Unicode

Some years have passed since ASCII was invented, so let’s move 20 years forward, straight to the 1980s. By then, ASCII had already become a widely used standard for electronic communication, and most devices were familiar with the mapping. However, with the growth of international technology, new challenges emerged. There are more languages and alphabets to cover, and the 128 positions in the ASCII table were simply not enough. Moreover, the list was now closed, which made things worse. To make matters more complicated, many old devices would interpret the ASCII 0x7F (delete) as the end of a transmission, meaning characters beyond that could not be transmitted properly.

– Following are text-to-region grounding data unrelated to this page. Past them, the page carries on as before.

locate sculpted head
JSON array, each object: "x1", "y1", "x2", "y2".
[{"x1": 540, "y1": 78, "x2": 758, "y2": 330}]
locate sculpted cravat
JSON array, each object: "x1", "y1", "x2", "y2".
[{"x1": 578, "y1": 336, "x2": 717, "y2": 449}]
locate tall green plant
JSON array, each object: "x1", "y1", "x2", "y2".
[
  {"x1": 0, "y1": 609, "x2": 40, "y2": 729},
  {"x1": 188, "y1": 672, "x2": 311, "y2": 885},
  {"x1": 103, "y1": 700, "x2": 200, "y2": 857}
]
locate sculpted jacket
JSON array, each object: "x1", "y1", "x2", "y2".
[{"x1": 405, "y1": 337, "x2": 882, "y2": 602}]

The Problem: Internationalization

As technology expanded globally, the need to represent more languages and symbols became crucial. The solution to extend the character set had to be both efficient and compatible with older systems. Devices couldn’t easily be updated, so any change had to be seamless and largely invisible to users. The last thing anyone wanted was a massive update that would require replacing hardware or forcing businesses to change everything at once.

Big Changes, Invisible to Users

To solve this problem, a smart solution was needed that would extend the character mapping while maintaining backward compatibility with existing devices. The challenge was to ensure that new machines could handle a broader range of symbols, while older machines could still function properly.

The goal was simple: make sure everything “just works.” This required solving the issue without interrupting normal operations. No one wanted to think about how or why this change took place, it simply had to be seamless for users.

Neat Solution and Perfect Hack

The answer came in the form of UTF-8, a character encoding system that solved the problem elegantly. The solution needed to be space-efficient, so that as many characters as possible could be represented without wasting memory.

UTF-8 uses one to four bytes to represent characters, depending on the value. It remains backward-compatible with ASCII, so the first 128 characters are identical to the ASCII set. UTF-8 can now represent over 120,000 unique symbols, encompassing almost all of the world’s writing systems.

If you’re curious about specific Unicode values, you can always check unicode.org for the full character set. But for now, let’s explore the different byte lengths used in UTF-8.

1 Byte

The 1-byte encoding is fully backward-compatible with ASCII. It uses 7 bits for character representation, with the remaining bit reserved for alignment. This allows for a maximum of 128 characters, exactly as defined in ASCII.

Bytes	Binary (Prefix)	Bits	Maximum Value
1	`0` _ _ _ _ _ _ _	7	127

2 Bytes

The 2-byte encoding offers significant expansion. With this format, we can now represent up to 2048 unique characters. The first byte uses a two-bit prefix to signal that it’s not part of the original ASCII set. This ensures that old devices won’t misinterpret the new characters.

Bytes	Binary (Prefix)	Bits	Maximum Value
2	`110` _ _ _ _ _	11	2047

3 Bytes

With 3 bytes, the encoding can represent over 65,000 characters, which was especially important as more languages and symbols became standard. The longer byte sequence allows for more unique values to be assigned.

Bytes	Binary (Prefix)	Bits	Maximum Value
3	`1110` _ _ _ _	16	65535

4 Bytes

The 4-byte encoding takes us beyond 100,000 characters, providing space for more than 250,000 unique symbols. This was crucial for supporting many additional languages and specialized characters without breaking backward compatibility.

Bytes	Binary (Prefix)	Bits	Maximum Value
4	`11110` _ _ _	21	1,114,111

Summary

In conclusion, UTF-8 is one of the most elegant solutions in the history of computer science. It provides unprecedented backward compatibility with ASCII, while enabling support for a massive number of characters across multiple languages. Today, every piece of technology on this planet understands UTF-8. This clever “hack” from the 1980s is still the standard and will likely remain in use for years to come.

Although we live in the 21st century, the spirit of the 1960s and 1980s continues to influence the way we interact with technology. UTF-8 has stood the test of time, and it’s a testament to the power of thoughtful, forward-looking solutions that don’t disrupt the status quo.